# Work

Imagine a black box^{8}, containing a gasoline-powered engine, which is designed to reel in a steel cable of length *d*, exerting a certain force *F*.

If we use this black box was to lift a weight, then by the time it has pulled in its whole cable, it will have lifted the weight through a height *d*. The force *F* is barely capable of lifting a weight *m* if *F*=*mg*, and if it does this, then the upward force from the cable exactly cancels the downward force of gravity, so the weight will rise at constant speed, without changing its kinetic energy. Only gravitational energy is transferred into the weight, and the amount of gravitational energy is *mgd*, which equals *Fd*. By conservation of energy, this must also be the amount of energy lost from the chemical energy of the gasoline inside the box.^{9}

Now what if we use the black box to pull a plow? The energy increase in the outside world is of a different type than before: mainly heat created by friction between the dirt and the ploughshare. The box, however, only communicates with the outside world via the hole through which its cable passes. The amount of chemical energy lost by the gasoline can therefore only depend on *F* and *d*, so again the amount of energy transferred must equal *Fd*.

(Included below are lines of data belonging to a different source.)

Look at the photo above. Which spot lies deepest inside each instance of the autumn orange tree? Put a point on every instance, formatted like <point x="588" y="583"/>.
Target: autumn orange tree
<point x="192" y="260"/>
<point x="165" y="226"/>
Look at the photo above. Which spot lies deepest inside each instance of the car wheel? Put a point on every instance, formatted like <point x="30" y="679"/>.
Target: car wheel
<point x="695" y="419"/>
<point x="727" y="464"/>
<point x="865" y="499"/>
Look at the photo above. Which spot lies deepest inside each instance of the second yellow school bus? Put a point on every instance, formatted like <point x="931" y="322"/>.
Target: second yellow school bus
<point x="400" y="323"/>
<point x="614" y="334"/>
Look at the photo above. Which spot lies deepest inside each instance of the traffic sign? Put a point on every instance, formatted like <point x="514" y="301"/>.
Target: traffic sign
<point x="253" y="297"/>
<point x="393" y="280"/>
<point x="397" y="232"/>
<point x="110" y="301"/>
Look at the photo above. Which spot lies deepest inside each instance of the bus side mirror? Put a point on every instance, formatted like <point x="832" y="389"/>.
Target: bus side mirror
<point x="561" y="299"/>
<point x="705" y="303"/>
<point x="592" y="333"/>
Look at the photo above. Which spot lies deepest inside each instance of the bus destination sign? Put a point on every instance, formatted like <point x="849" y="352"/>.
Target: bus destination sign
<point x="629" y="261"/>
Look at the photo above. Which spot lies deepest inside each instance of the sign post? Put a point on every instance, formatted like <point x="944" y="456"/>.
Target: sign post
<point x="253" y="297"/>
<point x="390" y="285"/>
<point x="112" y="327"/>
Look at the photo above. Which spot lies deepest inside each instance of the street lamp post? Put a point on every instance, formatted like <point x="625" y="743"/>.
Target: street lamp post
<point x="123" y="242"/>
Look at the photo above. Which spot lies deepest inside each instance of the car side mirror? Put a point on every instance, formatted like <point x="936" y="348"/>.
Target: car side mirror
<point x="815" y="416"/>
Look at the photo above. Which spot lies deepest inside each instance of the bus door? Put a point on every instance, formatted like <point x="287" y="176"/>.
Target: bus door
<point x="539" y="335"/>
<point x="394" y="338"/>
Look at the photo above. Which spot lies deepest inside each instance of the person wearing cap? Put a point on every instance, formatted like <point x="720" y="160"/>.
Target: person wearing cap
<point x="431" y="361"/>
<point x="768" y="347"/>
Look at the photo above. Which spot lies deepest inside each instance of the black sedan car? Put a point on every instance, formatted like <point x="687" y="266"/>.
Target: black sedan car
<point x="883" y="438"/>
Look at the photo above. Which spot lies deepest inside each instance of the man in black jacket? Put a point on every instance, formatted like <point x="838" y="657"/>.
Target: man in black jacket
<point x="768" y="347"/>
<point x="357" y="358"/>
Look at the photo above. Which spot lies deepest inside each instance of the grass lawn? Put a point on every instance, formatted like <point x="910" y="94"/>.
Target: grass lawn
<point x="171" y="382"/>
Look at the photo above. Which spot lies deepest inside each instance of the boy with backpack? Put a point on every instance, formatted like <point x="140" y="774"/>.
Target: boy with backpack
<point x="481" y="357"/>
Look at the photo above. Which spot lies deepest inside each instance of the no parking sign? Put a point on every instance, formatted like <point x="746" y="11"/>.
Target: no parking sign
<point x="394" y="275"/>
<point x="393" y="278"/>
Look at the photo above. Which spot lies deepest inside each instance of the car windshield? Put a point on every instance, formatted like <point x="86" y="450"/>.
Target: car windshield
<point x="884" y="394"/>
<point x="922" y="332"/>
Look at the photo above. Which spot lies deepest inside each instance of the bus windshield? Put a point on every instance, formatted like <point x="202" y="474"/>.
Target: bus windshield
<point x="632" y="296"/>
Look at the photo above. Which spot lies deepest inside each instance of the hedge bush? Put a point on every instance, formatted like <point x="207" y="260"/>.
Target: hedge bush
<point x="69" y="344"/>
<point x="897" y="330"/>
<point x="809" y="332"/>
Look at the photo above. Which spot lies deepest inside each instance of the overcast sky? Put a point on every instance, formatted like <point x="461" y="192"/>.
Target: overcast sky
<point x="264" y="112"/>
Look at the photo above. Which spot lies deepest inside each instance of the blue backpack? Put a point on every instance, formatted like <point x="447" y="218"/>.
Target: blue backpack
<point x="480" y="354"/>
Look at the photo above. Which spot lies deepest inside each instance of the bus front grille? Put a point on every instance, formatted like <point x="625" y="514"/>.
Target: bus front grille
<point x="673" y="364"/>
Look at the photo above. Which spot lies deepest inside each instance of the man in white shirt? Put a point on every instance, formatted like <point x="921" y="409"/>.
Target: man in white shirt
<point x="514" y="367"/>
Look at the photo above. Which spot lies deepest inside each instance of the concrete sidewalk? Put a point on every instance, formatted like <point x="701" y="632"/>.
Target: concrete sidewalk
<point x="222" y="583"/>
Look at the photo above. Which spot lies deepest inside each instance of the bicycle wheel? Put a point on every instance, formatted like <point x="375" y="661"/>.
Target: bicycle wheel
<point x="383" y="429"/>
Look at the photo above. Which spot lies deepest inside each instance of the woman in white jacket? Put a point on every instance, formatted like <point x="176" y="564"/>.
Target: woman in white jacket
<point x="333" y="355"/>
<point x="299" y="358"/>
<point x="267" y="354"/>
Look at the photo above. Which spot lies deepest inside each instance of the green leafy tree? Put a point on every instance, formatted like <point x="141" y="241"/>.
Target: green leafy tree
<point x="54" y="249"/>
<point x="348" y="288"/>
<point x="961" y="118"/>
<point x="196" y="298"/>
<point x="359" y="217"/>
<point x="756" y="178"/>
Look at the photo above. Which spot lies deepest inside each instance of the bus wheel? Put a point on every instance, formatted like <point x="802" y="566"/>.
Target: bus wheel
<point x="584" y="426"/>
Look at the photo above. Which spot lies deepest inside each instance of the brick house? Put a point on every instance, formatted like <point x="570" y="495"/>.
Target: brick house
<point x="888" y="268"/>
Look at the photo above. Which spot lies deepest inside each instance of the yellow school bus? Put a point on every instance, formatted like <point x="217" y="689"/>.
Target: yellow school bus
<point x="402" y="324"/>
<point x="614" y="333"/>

The same reasoning can in fact be applied no matter what the cable is being used to do. There must always be a transfer of energy from the box to the outside world that is equal to *Fd*. In general, when energy is transferred, we refer to the amount of energy transferred as *work*, *W*. If, as in the example of the black box, the motion of the object to which the force is applied is in the same direction as the force, then *W*=*Fd*.

If the motion is in the opposite direction compared to the force, then *W*=-*Fd*; the negative work is to be interpreted as energy removed from the object to which the force was applied. For example, if Superman gets in front of an oncoming freight train, and brings it to a stop, he's decreased its energy rather than increasing it. In a normal gasoline-powered car, stepping on the brakes takes away the car's kinetic energy (doing negative work on it), and turns it into heat in the brake shoes. In an electric or hybrid-electric car, the car's kinetic energy is transformed back into electrical energy to be used again.